Like, fine. Lava is a cute story. But it's utterly predictable, terribly cast, and arbitrarily bleak before the climax. Perhaps it wouldn't be so devastatingly disappointing if it hadn't come from Pixar. It would be a great senior thesis animation film, but it's a bog-standard bore in the context of the company. Lava is inane and pointless in the extreme. And I don't want to waste any more time thinking about it. 

Any of you got the remote? I'd like to switch this off.
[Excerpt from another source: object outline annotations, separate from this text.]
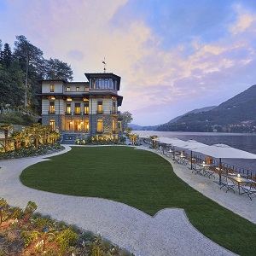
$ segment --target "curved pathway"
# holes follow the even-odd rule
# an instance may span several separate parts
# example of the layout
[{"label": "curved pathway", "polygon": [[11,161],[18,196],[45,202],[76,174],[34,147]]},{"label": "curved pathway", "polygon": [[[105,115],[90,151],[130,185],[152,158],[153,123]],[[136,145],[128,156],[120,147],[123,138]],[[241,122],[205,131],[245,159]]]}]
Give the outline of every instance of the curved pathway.
[{"label": "curved pathway", "polygon": [[[65,151],[51,155],[68,150],[70,147],[66,146]],[[109,200],[57,195],[23,186],[19,179],[22,170],[48,160],[44,157],[51,155],[1,161],[1,197],[20,207],[33,201],[41,213],[96,234],[100,232],[104,238],[136,255],[235,255],[195,230],[182,209],[163,209],[151,217]]]}]

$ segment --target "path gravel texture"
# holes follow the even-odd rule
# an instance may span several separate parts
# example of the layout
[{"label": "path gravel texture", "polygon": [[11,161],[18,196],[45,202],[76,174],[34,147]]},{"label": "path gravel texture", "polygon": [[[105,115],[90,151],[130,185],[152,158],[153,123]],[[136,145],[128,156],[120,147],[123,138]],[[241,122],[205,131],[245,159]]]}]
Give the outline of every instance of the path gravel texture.
[{"label": "path gravel texture", "polygon": [[[65,145],[63,154],[71,149]],[[137,149],[150,150],[147,147]],[[19,176],[22,170],[35,163],[49,160],[39,156],[0,162],[0,197],[11,206],[25,207],[29,201],[38,205],[38,212],[53,218],[74,224],[95,234],[100,232],[106,239],[141,256],[203,256],[236,255],[212,241],[189,223],[183,209],[168,208],[151,217],[137,209],[113,201],[78,197],[39,191],[21,184]],[[165,156],[163,156],[165,157]],[[166,158],[166,157],[165,157]],[[219,190],[218,186],[205,177],[191,174],[186,166],[167,159],[177,176],[190,186],[230,208],[235,212],[255,222],[255,201],[245,196]],[[217,195],[215,195],[217,194]],[[241,199],[241,210],[237,201]],[[233,204],[229,202],[233,200]],[[253,211],[253,212],[248,212]]]}]

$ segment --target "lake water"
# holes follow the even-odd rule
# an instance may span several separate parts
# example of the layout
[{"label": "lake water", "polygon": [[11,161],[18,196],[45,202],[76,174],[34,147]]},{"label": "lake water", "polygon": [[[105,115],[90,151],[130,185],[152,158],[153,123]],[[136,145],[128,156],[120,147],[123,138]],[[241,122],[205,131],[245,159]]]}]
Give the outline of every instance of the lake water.
[{"label": "lake water", "polygon": [[[133,131],[133,133],[137,133],[139,136],[156,135],[158,137],[177,137],[184,141],[193,139],[207,145],[223,143],[236,148],[256,154],[256,134],[155,131]],[[256,160],[223,159],[222,160],[224,163],[249,170],[253,174],[256,174]]]}]

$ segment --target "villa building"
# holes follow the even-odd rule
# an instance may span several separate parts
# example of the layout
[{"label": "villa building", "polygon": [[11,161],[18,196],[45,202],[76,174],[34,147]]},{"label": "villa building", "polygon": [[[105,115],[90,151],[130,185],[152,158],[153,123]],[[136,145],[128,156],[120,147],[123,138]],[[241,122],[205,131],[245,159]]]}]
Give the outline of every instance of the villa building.
[{"label": "villa building", "polygon": [[42,125],[75,139],[79,136],[121,134],[118,95],[121,78],[110,73],[85,73],[89,82],[40,80]]}]

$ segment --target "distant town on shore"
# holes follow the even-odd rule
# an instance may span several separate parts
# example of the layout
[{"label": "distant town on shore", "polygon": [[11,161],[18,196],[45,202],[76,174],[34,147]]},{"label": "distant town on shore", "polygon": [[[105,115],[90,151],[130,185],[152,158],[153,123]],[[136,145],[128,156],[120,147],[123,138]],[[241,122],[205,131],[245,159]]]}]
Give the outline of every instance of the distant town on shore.
[{"label": "distant town on shore", "polygon": [[195,109],[159,125],[140,126],[130,124],[132,130],[196,132],[256,131],[256,85],[218,106]]}]

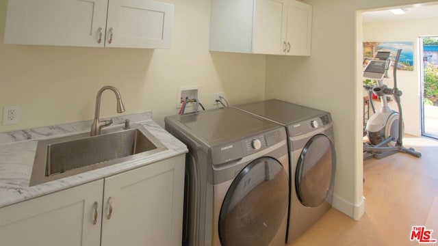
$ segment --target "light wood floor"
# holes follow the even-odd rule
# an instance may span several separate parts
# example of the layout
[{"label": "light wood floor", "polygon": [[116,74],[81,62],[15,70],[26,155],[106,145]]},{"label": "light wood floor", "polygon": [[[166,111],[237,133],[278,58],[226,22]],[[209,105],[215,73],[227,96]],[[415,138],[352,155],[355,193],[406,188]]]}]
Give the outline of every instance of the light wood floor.
[{"label": "light wood floor", "polygon": [[415,245],[414,226],[438,238],[438,141],[406,137],[404,146],[422,156],[398,153],[364,162],[365,213],[359,221],[331,208],[287,246]]}]

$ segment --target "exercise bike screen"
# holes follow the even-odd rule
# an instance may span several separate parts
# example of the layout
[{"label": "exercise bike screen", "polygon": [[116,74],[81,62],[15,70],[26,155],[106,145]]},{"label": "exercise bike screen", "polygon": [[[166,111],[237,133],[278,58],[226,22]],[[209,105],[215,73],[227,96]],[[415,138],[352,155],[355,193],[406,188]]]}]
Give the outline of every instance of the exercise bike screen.
[{"label": "exercise bike screen", "polygon": [[386,61],[370,61],[368,66],[365,68],[365,72],[384,74],[385,66]]}]

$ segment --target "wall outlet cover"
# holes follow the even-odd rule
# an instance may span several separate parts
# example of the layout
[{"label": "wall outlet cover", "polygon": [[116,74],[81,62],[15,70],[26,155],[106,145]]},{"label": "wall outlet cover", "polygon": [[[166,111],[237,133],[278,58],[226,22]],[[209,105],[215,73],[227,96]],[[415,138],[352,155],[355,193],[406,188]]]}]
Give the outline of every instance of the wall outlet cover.
[{"label": "wall outlet cover", "polygon": [[5,106],[3,111],[3,124],[17,124],[20,121],[20,107]]}]

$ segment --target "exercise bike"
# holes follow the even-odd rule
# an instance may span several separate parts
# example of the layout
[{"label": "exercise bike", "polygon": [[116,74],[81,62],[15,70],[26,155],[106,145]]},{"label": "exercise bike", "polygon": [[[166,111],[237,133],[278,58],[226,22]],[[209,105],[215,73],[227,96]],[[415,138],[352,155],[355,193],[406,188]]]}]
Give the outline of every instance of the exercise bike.
[{"label": "exercise bike", "polygon": [[[377,86],[363,85],[368,92],[369,102],[374,114],[366,124],[369,142],[363,144],[363,159],[374,157],[382,159],[393,154],[402,152],[421,157],[420,152],[413,148],[403,147],[404,124],[400,96],[402,91],[397,87],[397,66],[402,50],[397,51],[394,64],[394,88],[383,83],[388,78],[387,71],[391,64],[389,51],[378,51],[376,57],[370,60],[363,71],[363,77],[377,81]],[[381,107],[376,111],[372,100],[372,94],[381,98]],[[397,102],[398,112],[389,108],[387,95],[392,95]]]}]

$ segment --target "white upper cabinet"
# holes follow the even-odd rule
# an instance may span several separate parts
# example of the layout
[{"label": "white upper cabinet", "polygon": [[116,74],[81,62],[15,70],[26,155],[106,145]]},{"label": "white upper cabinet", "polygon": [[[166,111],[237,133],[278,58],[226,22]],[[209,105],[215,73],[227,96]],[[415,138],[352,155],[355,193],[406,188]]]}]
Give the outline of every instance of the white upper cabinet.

Inside Out, on the other hand, is just plain terrific. The film tells the story of 11-year-old Riley (Kaitlyn Dias) following her family's move from their hometown in Minnesota to a small property in San Francisco. This life change shakes everything around her up considerably, but nothing compares to the shake-up that's happening inside her mind. Her emotions, which manifest as anthropomorphic beings in the headquarters of her brain, are controlled by Joy (Amy Poehler), Sadness (Phyllis Smith), Fear (Bill Hader), Digust (Mindy Kahling), and Anger (Lewis Black).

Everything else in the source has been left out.